Пичино так горько плакал, что против воли у него вырвались громкие рыдания. Он тотчас же постарался подавить их. Ведь он не знал, что делают форестьери с детьми, которые громко плачут. Может быть, они их окачивают потоками воды?
Но как раз в эту минуту случилось нечто странное. Кто-то толкнул дверь и вошел в комнату. Пичино услышал звук шагов по полу, но, приподнявшись на кровати, никого не. увидел. Чьи шаги? Это не были шаги Николы. Они были легче и чаще, чем у нее. Малыш задержал дыхание и прислушался. Шаги приблизились к кровати и остановились. И тогда он услыхал знакомое дыхание, настолько же знакомое ему, как шорох осла в стойле. Пичино вскочил на кровати.
– Eun cаne (Это собака),- закричал он.
В ответ на это собака прыгнула к нему на кровать. Теплый шершавый язык начал
Пичино обхватил ее обеими руками и крепко прижался к ней всем телом. Он тер свои мокрые от слез щечки о жесткую шерсть, а затем свернулся около собаки клубочком и положил на нее свою голову. Она избавила его от чувства одиночества и страха, как это сделал бы его друг-осел, будь он рядом.
Глава III
Очень приятно было для Пичино заснуть возле нового друга - собаки, но форестьери, по-видимому, взглянули на это дело иначе. У Николы, когда утром она вошла в комнату, вырвался крик
-Скверный мальчишка! О, Господи!Он спал всю ночь с этой грязной собакой.

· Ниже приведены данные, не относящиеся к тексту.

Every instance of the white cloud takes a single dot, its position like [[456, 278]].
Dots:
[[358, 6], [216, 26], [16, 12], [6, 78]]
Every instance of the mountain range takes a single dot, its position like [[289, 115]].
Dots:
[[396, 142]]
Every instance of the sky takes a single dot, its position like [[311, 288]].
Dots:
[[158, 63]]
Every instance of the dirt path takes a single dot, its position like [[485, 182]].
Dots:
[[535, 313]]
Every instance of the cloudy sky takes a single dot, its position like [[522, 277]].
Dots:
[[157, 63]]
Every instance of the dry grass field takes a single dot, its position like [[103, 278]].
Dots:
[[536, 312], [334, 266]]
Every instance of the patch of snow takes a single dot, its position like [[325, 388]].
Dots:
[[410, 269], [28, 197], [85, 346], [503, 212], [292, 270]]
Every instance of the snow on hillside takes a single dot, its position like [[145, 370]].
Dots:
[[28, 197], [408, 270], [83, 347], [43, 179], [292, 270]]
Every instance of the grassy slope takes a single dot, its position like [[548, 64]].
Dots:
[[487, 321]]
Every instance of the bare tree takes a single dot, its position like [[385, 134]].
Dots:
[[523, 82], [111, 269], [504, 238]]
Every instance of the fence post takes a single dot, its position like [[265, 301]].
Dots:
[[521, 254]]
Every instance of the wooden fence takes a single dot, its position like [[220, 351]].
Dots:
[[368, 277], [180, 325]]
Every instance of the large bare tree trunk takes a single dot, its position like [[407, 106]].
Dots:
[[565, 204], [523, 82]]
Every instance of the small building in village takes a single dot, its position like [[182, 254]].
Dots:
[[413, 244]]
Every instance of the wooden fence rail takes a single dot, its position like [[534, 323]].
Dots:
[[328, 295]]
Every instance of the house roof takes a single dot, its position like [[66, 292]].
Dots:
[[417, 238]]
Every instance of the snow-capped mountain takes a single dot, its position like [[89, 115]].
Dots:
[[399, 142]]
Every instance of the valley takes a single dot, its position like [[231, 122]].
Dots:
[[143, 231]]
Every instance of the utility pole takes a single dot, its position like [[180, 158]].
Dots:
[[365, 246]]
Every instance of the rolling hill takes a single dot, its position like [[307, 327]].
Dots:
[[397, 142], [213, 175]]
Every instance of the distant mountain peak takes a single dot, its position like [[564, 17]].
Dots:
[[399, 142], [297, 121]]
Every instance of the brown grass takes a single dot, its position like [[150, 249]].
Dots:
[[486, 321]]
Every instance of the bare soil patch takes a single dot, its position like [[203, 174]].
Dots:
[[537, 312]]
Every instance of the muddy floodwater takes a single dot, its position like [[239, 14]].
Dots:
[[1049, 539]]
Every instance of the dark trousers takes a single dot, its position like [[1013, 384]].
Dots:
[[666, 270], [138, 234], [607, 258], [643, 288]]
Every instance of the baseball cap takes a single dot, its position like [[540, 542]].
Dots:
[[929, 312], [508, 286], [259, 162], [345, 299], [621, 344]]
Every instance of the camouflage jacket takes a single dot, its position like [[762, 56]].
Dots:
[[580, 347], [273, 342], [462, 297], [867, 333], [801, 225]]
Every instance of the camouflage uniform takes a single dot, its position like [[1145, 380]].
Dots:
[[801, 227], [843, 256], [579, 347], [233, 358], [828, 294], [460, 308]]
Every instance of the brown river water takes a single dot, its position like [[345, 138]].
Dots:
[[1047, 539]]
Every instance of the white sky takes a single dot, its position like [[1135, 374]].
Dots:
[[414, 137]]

Что скажет миледи?Посмотрите на его лицо, и на простыни, и на кофточку миледи!
Пичино сидел под шелковой с кружевами палаткой, обняв собаку. Никола была чем-то недовольна, это он видел, хотя и не понял ни одного слова. Чем же она недовольна?
– Пошла вон!
– закричала Никольсон, сильно ударив собаку.- Пошла вон! И как ты забралась сюда?
Она спихнула собаку с кровати и побежала за ней до дверей, чтобы выгнать ее из комнаты. Леди Алина столкнулась с ними на пороге.
– Почему здесь собака?
– спросила она.
– Право, не знаю, миледи,- сказала Никольсон. Никогда прежде она не забиралась сюда. Должно быть, почуяла мальчика. Он спал с ней всю ночь.
– Спал с ней?
– воскликнула леди Алина.
Она вошла в комнату и посмотрела на Пичино.
Собака, действительно, была пыльной и грязной. И Пичино, и кровать достаточно красноречиво свидетельствовали об этом.
– Боже мой!
– сказала ее светлость.-Никольсон, возьмите его и сейчас же вымойте.
И опять его потащили в белую с голубым комнату...,
—
Пичино был соврешенно ошеломлен. Он стоял и дрожал, глядя, как Никольсон снова повернула серебристые штучки и зашумели два потока воды.
Она сняла с него его странный ночной наряд с той же брезгливой предосторожностью, с какой накануне снимала с него лохмотья. Затем, взяв ребенка на руки, она погрузила его глубоко в воду и начала мылить, тереть, скрести его так же сильно, как вчера. На этот раз он не кричал и не сопротивлялся, а сидел смирно, глядя неподвижно перед собой.